“Mais unidade dura mais”: é verdade — e é aí que fica perigoso
Seria confortável abrir esta apostila dizendo que a frase é mito. Não é. Existe ensaio randomizado com 226 participantes mostrando que doses acima da registrada em bula duram mais. O problema é outro, e mais interessante: quanto mais elas duram, e o que exatamente você paga por esse tempo extra.
A toxina botulínica é um MEDICAMENTO. Este material é exclusivamente informativo — NÃO é prescrição, receita, protocolo nem guia de aplicação. Esta apostila cita doses acima da registrada em bula, porque foi isso que os ensaios testaram. Isso não é uma recomendação: é a descrição de um achado científico. Dose acima da registrada em bula é decisão clínica de um profissional habilitado, tomada caso a caso, com justificativa e consentimento — nunca algo a se pedir com base em leitura. Esta apostila não descreve pontos, plano, profundidade nem técnica. A dose é individual e definida por quem examina você.
Você já ouviu de alguma forma: “com um pouquinho mais, dura o dobro”. Ou a versão de vendedor: “por mais X reais eu te garanto seis meses”.
A tentação de responder “isso é mito” é grande, e seria mais fácil de escrever. Mas seria falso — e esta série não existe para te dar respostas confortáveis. A relação entre dose e duração existe e foi medida em ensaio controlado. O que precisa ser dito é o tamanho dela.
Um estudo publicado em 2022 comparou, na região glabelar, a dose registrada em bula com três doses maiores: 20 unidades (controle), 40, 60 e 80 unidades, além de placebo, em 226 participantes na população analisada. O desfecho de interesse era justamente a duração da resposta (Joseph e colaboradores, 2022).

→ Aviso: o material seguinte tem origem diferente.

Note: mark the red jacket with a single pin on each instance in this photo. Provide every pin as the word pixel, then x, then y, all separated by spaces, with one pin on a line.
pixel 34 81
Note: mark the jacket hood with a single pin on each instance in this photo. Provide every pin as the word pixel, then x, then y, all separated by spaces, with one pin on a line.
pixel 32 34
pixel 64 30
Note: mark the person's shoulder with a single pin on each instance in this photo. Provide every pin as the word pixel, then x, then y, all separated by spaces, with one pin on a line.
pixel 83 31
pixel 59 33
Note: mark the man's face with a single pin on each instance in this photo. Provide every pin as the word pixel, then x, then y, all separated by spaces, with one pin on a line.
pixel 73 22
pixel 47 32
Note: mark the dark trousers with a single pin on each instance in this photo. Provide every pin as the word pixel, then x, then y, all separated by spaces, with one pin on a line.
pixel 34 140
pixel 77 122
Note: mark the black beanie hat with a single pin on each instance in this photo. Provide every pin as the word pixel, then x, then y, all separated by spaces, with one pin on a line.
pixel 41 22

O resultado: a duração mediana de resposta foi significativamente maior nas doses altas — aproximadamente 24 semanas ou mais nos grupos de 40, 60 e 80 unidades, contra 19,7 semanas no grupo de 20 unidades, com significância estatística. A satisfação relatada pelos pacientes também foi maior. E — importante para não distorcer — a incidência e a gravidade dos eventos adversos não apresentaram efeito dose-resposta neste estudo. A conclusão publicada pelos autores é explícita: doses acima de 20 unidades demonstraram maior duração de resposta e maior satisfação em comparação com a dose de bula, sem impacto aparente nas variáveis de segurança.
19,7 semanas contra 24 semanas. A diferença é de cerca de 4,3 semanas — aproximadamente um mês.
E qual foi o custo desse mês? No grupo de 40 unidades, o dobro de produto. No de 60, o triplo. No de 80, o quádruplo. Repare que 60 e 80 unidades não compraram mais tempo que 40: os três grupos ficaram na faixa de 24 semanas ou mais. Ou seja, a partir de 40 unidades a curva de duração deitou de novo — exatamente como havia deitado entre 20 e 40 no estudo em mulheres da apostila 3.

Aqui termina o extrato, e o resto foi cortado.